Foodies beware or be in heaven, as the case may be – Savannah is a Mecca of southern delicacies and decadence. You name it – they have got it.  We somewhat behaved but did have a lunch at the Pirate House.  We tried She-crab soup and enjoyed it – much like lobster bisque. We didn’t go to Paula Deen’s, but if you are a fan – she is represented here in a BIG way.  We avoided the many confectioners (no Pralines for us) and ice cream palaces and all manners of dessert – now THAT is will-power.

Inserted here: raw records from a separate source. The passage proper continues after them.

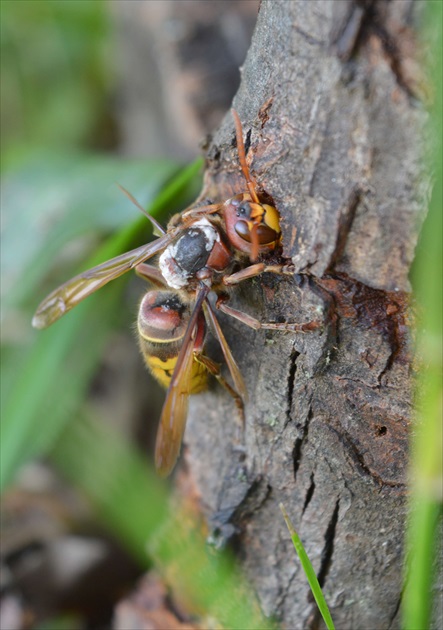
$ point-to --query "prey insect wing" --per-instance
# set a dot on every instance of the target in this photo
(72, 292)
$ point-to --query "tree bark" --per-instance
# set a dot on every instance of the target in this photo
(329, 104)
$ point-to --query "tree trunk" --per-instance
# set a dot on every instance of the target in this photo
(328, 101)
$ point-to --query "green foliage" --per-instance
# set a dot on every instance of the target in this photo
(132, 501)
(55, 73)
(309, 572)
(47, 373)
(426, 464)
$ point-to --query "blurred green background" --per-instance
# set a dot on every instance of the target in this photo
(78, 408)
(76, 398)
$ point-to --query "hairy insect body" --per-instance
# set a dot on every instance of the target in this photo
(162, 321)
(205, 248)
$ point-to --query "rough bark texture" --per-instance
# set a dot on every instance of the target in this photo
(328, 101)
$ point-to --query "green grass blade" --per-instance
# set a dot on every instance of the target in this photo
(51, 376)
(132, 501)
(309, 572)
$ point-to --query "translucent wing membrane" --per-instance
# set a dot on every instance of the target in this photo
(78, 288)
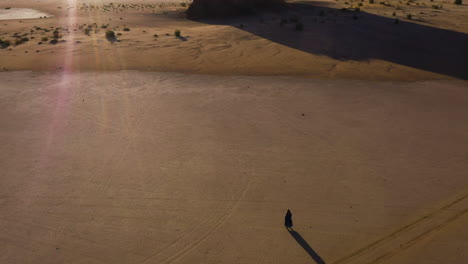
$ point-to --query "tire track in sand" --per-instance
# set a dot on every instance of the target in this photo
(189, 242)
(408, 235)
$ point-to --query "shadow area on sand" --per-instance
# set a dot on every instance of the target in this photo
(301, 241)
(360, 36)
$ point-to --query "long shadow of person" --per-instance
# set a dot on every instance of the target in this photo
(301, 241)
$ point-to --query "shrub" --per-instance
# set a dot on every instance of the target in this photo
(110, 34)
(18, 42)
(4, 43)
(299, 26)
(56, 34)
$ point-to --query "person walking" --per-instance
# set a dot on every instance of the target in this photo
(288, 219)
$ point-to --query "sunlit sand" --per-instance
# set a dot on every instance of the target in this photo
(21, 13)
(131, 134)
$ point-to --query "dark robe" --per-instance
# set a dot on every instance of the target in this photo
(288, 219)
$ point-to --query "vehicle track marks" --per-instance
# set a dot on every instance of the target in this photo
(408, 235)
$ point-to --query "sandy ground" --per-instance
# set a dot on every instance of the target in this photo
(365, 45)
(132, 167)
(190, 149)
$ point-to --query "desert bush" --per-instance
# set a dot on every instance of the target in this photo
(18, 41)
(299, 26)
(56, 34)
(110, 34)
(4, 43)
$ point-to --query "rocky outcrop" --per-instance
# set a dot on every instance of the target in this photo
(224, 8)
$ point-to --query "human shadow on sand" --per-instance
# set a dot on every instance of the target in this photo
(348, 34)
(301, 241)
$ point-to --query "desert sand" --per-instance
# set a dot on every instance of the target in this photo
(190, 149)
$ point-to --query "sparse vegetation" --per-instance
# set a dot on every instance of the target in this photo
(4, 43)
(18, 41)
(110, 35)
(299, 26)
(56, 34)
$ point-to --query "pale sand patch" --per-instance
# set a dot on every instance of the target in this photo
(131, 167)
(21, 13)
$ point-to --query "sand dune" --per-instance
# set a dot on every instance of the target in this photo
(147, 147)
(132, 167)
(333, 44)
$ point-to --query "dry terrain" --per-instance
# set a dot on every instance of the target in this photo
(148, 147)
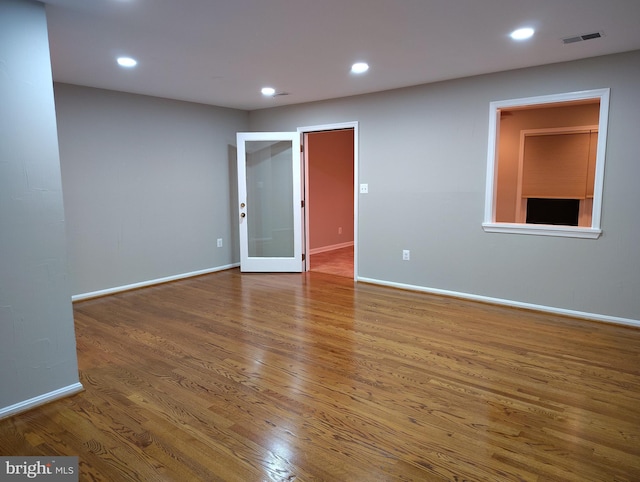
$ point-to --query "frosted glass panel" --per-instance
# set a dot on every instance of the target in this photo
(269, 199)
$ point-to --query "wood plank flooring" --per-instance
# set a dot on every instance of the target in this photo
(256, 377)
(338, 262)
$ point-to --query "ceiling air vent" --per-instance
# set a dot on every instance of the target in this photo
(580, 38)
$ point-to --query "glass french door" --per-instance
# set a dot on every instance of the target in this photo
(269, 197)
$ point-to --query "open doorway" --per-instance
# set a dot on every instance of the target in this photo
(330, 200)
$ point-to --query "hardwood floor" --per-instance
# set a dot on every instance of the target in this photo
(252, 377)
(338, 262)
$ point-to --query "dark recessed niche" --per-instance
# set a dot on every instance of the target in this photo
(553, 211)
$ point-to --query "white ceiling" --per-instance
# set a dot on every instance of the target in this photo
(221, 52)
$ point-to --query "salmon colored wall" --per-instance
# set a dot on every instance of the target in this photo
(509, 145)
(330, 196)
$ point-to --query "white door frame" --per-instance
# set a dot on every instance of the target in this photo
(293, 263)
(331, 127)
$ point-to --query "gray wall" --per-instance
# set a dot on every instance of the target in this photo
(149, 186)
(423, 154)
(37, 341)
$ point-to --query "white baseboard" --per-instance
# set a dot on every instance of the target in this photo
(40, 400)
(143, 284)
(332, 247)
(515, 304)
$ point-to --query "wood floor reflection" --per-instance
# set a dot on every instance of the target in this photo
(312, 377)
(338, 262)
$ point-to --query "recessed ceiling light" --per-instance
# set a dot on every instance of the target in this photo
(127, 62)
(359, 67)
(522, 33)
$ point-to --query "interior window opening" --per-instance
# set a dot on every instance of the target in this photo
(546, 164)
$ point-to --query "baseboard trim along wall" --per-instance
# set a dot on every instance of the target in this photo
(143, 284)
(499, 301)
(40, 400)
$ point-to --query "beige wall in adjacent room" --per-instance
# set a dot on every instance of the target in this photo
(330, 195)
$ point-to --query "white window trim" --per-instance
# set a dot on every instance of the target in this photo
(594, 231)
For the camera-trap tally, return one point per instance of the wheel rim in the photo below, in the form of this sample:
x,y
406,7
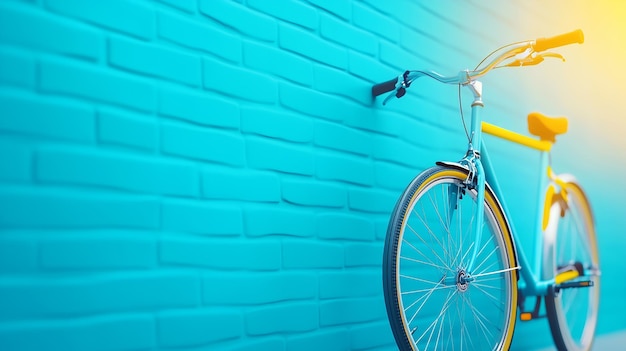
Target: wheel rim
x,y
576,309
475,307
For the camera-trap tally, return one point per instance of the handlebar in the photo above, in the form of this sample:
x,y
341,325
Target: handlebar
x,y
526,53
572,37
384,87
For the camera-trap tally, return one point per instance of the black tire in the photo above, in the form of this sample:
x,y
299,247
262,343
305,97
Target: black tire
x,y
572,313
486,305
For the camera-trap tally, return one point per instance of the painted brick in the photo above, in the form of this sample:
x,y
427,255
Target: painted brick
x,y
363,117
386,27
290,11
381,227
313,193
243,186
340,83
350,284
310,45
279,156
154,60
278,62
364,254
315,103
369,68
138,19
344,226
279,319
440,56
242,83
261,221
17,255
351,311
197,327
125,128
128,332
400,126
276,124
185,5
63,208
274,344
241,19
326,339
394,177
342,9
365,337
25,27
89,82
201,218
202,143
395,150
312,254
399,58
17,68
349,169
234,288
221,254
17,160
371,200
186,32
347,35
88,294
33,115
98,250
117,170
339,137
201,108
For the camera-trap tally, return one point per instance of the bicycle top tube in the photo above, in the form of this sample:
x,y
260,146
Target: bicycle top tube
x,y
525,53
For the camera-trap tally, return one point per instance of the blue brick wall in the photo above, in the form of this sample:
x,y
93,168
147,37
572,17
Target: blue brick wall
x,y
212,174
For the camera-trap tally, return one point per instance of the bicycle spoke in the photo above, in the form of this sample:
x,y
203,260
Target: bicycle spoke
x,y
420,252
446,305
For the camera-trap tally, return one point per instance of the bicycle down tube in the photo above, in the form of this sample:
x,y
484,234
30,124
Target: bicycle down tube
x,y
450,241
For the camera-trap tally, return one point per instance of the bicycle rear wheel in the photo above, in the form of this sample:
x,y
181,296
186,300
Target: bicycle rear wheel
x,y
433,301
571,241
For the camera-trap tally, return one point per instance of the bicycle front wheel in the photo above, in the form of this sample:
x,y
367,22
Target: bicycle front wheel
x,y
434,300
571,242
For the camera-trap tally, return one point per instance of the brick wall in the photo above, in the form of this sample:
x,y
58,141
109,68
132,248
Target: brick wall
x,y
207,174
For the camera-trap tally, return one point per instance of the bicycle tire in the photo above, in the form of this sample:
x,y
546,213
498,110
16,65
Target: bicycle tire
x,y
491,328
572,313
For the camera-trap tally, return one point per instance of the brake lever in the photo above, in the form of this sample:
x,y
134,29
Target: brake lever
x,y
534,59
400,90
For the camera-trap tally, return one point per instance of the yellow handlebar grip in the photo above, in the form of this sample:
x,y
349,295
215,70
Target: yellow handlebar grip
x,y
572,37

On the way out, I bought a Johnny Mercer CD (a Savannah native) and a copy of Midnight in the Garden of Good and Evil (no, I never have read it but after visiting the city, I want to – so I am).  As we left the parking lot of the Visitor
Center, I popped in the CD and let Johnny’s tunes entertain us as we rolled
down the highway to our next KOA. It is only fitting that Johnny’s lyrics
provide our WOTD:

Ac-cent-tchu-ate the positive

E-lim-i-nate the negative

And latch on to the affirmative

Don’t mess with mister inbetween


Another travel day, but the sun was shining and the air was cool, but warmed as we travelled south – so it was another great weather day.  The fall foliage re-appeared for a short while, but then the terrain turned into flatter farm land with rich red soil as we moved into South Carolina. We ate a southern-style lunch of fried chicken and Po-Boy sandwich (we shared) and took a piece of homemade pecan pie for later.  I was happy to hear from my daughter, while we were on the road and was pleased to hear that things were OK at home.  She was planning her Halloween costume (I hope she sends me pictures) and then was off to eat lunch with her husband.  It is slightly more than a year since they married, but I still think of her as my little girl (pregnant and all).

Once we hit the I-95, we thought it would be smooth sailing, but an unfortunate accident ahead of us, slowed us about an hour.  Traffic was stop and go (mostly stop), so we rolled down the windows and creeped along, feeling fortunate that the accident was not ours.  What I found interesting was that I could see a forest with Spanish moss hanging from the trees and hear bugs buzzing, birds chirping, water gurgling and leaves rustling off the highway berm.  Those sights and sounds would have never been seen or heard if we were rushing at 70 miles per hour to get from here to there – “If a tree falls in the wood and there is no one to hear it – does it make a sound?” (WOTD)

We stopped for the night, just shy of the Georgia border at a KOA in S. Carolina.  Much to our surprise, they were having a wine tasting of local “fruits of the vine” and they had a pizza shop – so that was our dinner (and we still have that pie for dessert – you have to be bad, sometimes).  The grounds of the KOA have sculptures, metal-art, fountains and flower benches – a quaint and pleasant spot, just off the I-95. Tomorrow we will tour Savannah and then stay overnight in the area.